We all looked at him. Mistral's look was not a happy one. "We're trying to make her feel better, not worse."



"The queen took pride in letting Meredith see just how terrible she could be."



I nodded. "He's right. I saw the... what was left of the prisoner. I saw him in her bed, and was told to put him back in his trunk."



"I did not know," Doyle said.



"Nor I," Mistral said.



"Did you really think the queen spared the princess anything?"



"Andais spared her the worst of our humiliations," Mistral said, "because Meredith had never seen her torture us as she did the night the princess saved us." He took one of my hands in his, and gave me the look that I had earned at last. It was a look of respect, gratitude, and hope. It had been Mistral's eyes that night, his glance at me, that had given me the courage to risk death to save them all from the queen. His eyes that night had said clearly that I was just another useless royal. I had done my best to prove him wrong.



I wondered if he knew that, and something moved me to tell him. "It was your eyes that night, Mistral, that made me risk death at the queen's hands."



He frowned. "You barely knew me then."



"True, but you looked at me while she bled some of you and made the others watch. Your eyes told me what you thought of me, that I was just another useless royal."



He studied my face. "You nearly died that night because I looked at you?"
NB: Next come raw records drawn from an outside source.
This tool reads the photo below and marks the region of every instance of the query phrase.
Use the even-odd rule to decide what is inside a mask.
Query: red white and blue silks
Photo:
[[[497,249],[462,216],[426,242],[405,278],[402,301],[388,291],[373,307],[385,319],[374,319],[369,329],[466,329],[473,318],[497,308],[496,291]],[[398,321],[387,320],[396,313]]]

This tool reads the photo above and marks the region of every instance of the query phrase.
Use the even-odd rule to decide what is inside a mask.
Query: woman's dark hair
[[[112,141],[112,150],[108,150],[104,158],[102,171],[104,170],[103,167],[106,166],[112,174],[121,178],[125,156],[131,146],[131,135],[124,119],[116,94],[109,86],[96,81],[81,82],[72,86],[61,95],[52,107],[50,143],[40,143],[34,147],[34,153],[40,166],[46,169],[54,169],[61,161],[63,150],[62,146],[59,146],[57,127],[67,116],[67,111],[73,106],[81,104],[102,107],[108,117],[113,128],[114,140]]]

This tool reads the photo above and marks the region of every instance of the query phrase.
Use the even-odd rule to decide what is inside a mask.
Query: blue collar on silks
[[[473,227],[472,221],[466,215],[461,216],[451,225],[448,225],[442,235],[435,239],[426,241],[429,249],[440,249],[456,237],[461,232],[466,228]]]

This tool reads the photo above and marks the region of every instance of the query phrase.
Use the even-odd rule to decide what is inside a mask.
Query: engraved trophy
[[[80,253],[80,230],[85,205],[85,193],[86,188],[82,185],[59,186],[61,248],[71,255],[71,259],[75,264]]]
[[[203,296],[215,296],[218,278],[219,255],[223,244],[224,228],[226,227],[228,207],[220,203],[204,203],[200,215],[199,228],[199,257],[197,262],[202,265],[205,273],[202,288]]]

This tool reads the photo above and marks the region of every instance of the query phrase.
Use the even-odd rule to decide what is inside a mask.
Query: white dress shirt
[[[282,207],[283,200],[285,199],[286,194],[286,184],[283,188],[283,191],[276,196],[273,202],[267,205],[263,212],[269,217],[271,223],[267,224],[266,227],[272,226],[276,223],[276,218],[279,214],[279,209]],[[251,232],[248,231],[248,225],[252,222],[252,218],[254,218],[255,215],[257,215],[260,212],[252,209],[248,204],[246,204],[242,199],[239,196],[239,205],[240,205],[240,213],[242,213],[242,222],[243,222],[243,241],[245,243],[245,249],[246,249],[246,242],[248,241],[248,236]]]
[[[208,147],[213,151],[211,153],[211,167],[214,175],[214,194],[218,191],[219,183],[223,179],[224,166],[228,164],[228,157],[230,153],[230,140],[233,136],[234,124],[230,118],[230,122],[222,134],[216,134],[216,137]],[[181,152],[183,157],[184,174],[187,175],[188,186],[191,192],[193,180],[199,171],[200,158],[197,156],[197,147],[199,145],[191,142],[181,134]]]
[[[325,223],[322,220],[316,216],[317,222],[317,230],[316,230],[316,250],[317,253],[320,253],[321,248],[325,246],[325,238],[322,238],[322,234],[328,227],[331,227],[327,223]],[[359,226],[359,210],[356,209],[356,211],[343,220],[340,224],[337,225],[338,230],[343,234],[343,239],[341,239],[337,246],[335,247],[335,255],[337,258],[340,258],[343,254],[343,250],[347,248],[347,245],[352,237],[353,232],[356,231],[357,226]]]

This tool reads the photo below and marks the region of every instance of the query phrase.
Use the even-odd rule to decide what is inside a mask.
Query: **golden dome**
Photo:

"I had to prove you wrong, Mistral. I had to risk everything to save you all, because it was the right thing to do. It was the dutiful thing to do."



He held my hand in both of his, though his hands were so big, and mine so small, that he was holding more of his own skin than mine. He was still studying my face, as if judging the weight of my words.



"She does not lie," Doyle said from the other side of me.



"It's not that. It's that I have not had a woman care so much what I thought in longer than I can remember. That she reacted so, from just that glance... " He frowned at me, then asked, "Were we always destined to be together? Is that why one glance from me did so much?"



I hadn't thought about it that way. "I do not know. I only know that it is what happened. You make me have to be more than I planned on being, Storm Lord."



He smiled then. It was a smile that any man might have given a woman. A smile that said how pleased he was, and how much my words had meant to him. Everyone thinks that the magic of being with all the men is about the otherworldliness of them and me, but some of the most precious moments are the most ordinary. Moments that any man and woman could share, if they loved, and spoke the truth.



Did I love Mistral? In that moment, as he gazed up at me, I had only one answer: Not yet.